Entre tradition & modernité
L'Inde, ce n'est ni les buildings modernes de Gurgaon, ni uniquement les petits métiers de la rue...
Oui, l'Inde est en déficit énergétique, oui certaines productions polluent énormément, oui il y a pas mal de masses de déchets en plein air, dans la rue...
MAIS l'Inde développe aussi des techniques agraires évitant l'usage des pesticides, elle développe les énergies renouvellables...
le 14/12/2007 à 0h09 par Nina Casal
L'Inde est souvent décrite comme l’une des économies les plus polluantes de la planète. A l’occasion du sommet sur le réchauffement climatique qui se tient à Bali, le pays est sous le feu de la critique. Mais l'Occident oublie que l’Inde est aussi l'un des pays en pointe dans le domaine des énergies renouvelables, et plus précisément des éoliennes.

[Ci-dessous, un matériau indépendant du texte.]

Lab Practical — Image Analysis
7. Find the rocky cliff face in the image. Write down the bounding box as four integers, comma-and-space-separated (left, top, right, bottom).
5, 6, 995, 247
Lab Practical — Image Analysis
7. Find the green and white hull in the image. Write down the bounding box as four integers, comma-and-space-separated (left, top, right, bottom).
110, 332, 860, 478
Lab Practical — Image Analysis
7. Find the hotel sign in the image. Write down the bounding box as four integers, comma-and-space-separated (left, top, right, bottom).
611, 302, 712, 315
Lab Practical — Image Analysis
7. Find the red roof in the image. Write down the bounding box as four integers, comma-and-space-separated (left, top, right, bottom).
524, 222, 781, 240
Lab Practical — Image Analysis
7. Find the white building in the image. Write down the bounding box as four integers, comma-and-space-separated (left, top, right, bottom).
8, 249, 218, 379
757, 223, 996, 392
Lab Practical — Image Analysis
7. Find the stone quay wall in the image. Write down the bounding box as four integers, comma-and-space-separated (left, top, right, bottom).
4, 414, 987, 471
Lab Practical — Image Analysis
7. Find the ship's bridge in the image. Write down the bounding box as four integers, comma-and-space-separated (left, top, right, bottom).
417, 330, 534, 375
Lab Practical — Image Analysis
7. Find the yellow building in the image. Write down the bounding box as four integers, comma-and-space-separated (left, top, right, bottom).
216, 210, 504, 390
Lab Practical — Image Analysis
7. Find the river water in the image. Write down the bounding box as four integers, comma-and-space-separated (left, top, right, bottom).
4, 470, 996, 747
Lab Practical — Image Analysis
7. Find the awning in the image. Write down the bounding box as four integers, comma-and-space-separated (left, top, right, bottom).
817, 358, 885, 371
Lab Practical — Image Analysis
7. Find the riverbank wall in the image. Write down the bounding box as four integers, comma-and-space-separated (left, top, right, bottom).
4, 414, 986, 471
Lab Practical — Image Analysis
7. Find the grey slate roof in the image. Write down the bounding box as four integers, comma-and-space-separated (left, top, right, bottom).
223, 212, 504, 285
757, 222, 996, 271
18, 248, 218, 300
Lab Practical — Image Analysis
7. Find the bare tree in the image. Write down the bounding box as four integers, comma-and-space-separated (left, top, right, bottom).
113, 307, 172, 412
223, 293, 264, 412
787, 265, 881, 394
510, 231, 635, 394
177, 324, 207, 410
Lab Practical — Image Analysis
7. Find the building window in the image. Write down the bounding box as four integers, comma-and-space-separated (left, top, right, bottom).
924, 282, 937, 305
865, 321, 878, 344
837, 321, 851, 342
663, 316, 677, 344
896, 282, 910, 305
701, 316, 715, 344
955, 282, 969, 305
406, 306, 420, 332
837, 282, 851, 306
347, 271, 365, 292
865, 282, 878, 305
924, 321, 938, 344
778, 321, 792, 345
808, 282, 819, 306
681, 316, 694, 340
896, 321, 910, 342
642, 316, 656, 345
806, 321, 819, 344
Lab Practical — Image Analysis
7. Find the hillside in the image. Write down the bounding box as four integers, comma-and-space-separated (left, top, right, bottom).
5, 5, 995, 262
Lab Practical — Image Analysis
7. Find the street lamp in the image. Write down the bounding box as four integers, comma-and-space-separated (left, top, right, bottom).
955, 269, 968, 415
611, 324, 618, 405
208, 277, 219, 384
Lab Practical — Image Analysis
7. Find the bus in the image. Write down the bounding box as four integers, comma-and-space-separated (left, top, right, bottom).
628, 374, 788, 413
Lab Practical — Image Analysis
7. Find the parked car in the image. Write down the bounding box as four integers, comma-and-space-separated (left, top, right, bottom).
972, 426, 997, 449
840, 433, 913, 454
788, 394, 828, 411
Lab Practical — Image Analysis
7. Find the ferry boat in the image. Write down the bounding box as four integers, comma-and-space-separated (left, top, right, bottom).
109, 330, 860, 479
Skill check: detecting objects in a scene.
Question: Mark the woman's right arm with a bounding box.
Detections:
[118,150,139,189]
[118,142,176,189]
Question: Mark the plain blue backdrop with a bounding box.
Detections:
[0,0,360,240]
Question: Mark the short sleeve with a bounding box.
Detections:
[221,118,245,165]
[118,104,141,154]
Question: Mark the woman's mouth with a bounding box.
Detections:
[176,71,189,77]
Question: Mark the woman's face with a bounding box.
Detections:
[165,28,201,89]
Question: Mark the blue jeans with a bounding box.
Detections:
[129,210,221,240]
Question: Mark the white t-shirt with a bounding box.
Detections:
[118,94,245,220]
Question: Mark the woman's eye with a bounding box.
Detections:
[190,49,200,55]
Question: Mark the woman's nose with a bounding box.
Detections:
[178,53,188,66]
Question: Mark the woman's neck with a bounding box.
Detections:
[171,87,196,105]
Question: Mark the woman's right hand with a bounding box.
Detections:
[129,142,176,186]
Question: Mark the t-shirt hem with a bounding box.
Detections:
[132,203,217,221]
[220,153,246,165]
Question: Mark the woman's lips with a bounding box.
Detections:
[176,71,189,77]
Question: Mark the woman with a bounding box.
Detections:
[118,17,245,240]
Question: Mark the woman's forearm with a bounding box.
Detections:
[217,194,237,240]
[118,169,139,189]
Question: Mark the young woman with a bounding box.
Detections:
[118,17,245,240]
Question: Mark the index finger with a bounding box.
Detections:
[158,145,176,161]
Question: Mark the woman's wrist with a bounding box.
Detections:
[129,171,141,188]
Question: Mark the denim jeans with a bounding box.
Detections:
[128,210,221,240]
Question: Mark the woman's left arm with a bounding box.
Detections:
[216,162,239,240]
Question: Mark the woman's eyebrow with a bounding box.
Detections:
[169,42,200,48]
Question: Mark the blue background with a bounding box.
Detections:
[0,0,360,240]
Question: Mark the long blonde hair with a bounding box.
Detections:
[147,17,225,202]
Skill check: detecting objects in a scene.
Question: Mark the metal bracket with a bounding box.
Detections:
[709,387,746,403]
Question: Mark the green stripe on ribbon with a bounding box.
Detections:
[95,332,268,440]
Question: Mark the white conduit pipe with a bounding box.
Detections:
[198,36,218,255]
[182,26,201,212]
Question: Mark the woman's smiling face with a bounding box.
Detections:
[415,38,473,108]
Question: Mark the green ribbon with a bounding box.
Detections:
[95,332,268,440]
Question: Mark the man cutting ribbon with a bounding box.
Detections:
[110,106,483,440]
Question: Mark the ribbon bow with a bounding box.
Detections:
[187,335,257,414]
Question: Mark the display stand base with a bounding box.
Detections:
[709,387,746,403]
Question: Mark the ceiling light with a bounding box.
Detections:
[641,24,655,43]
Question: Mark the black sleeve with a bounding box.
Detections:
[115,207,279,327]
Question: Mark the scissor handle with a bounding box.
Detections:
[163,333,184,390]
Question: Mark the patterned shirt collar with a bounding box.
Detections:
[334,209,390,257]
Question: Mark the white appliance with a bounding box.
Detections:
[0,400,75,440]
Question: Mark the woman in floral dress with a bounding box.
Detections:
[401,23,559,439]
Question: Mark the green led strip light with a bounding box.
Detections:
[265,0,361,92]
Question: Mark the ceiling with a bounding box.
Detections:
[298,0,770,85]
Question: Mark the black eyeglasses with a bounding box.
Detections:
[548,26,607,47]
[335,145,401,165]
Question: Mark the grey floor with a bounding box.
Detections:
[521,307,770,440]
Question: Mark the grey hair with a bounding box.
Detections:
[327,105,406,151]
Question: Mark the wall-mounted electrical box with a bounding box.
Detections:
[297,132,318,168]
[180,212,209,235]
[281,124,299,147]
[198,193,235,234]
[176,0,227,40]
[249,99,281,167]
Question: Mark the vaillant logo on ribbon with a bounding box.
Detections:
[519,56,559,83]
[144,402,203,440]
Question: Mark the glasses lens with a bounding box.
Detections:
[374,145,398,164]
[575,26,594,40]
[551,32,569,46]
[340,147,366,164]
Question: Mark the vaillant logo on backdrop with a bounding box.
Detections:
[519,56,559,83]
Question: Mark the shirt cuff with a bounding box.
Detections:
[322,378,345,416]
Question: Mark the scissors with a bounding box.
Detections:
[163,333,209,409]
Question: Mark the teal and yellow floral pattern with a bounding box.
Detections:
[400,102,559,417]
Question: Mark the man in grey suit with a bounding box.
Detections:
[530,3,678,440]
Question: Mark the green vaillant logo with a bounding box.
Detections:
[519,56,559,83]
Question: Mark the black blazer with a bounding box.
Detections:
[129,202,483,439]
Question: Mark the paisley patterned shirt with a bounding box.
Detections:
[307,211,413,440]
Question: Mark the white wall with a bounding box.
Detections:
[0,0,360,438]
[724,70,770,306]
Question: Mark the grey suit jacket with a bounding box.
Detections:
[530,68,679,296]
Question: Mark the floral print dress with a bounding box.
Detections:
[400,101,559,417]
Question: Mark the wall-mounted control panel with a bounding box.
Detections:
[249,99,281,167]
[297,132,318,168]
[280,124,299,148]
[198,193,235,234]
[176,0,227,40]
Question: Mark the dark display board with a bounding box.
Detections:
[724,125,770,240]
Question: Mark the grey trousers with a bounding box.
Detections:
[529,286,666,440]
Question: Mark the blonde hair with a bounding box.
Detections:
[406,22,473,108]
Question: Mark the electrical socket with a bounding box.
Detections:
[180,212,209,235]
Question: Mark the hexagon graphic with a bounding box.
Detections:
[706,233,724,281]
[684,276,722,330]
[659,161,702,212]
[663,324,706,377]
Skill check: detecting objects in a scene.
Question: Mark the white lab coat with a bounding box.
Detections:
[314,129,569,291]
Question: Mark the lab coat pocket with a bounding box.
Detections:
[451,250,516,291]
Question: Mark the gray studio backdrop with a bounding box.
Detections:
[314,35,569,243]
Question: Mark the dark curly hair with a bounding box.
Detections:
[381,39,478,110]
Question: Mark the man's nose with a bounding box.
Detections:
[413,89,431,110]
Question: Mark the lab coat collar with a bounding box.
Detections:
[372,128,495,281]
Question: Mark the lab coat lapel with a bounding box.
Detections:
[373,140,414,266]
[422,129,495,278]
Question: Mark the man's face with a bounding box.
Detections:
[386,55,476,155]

Les participants à la conférence de Bali sur le réchauffement climatique, qui se tient du 3 au 14 décembre, exercent une pression constante sur l'Inde pour qu'elle trouve le moyen de générer une croissance économique plus propre. Forte de plus de 8 % par an, celle-ci menace de faiblir si le pays ne trouve pas rapidement des sources d'énergie alternatives efficaces. Pour l'heure, l'essentiel du pétrole de l'Inde est importé et plus de la moitié de son électricité vient des centrales thermiques à charbon. Les pays développés pressent le gouvernement indien de respecter les mesures du protocole de Kyoto, l'accusant d'être le 4ème émetteur mondial de CO2.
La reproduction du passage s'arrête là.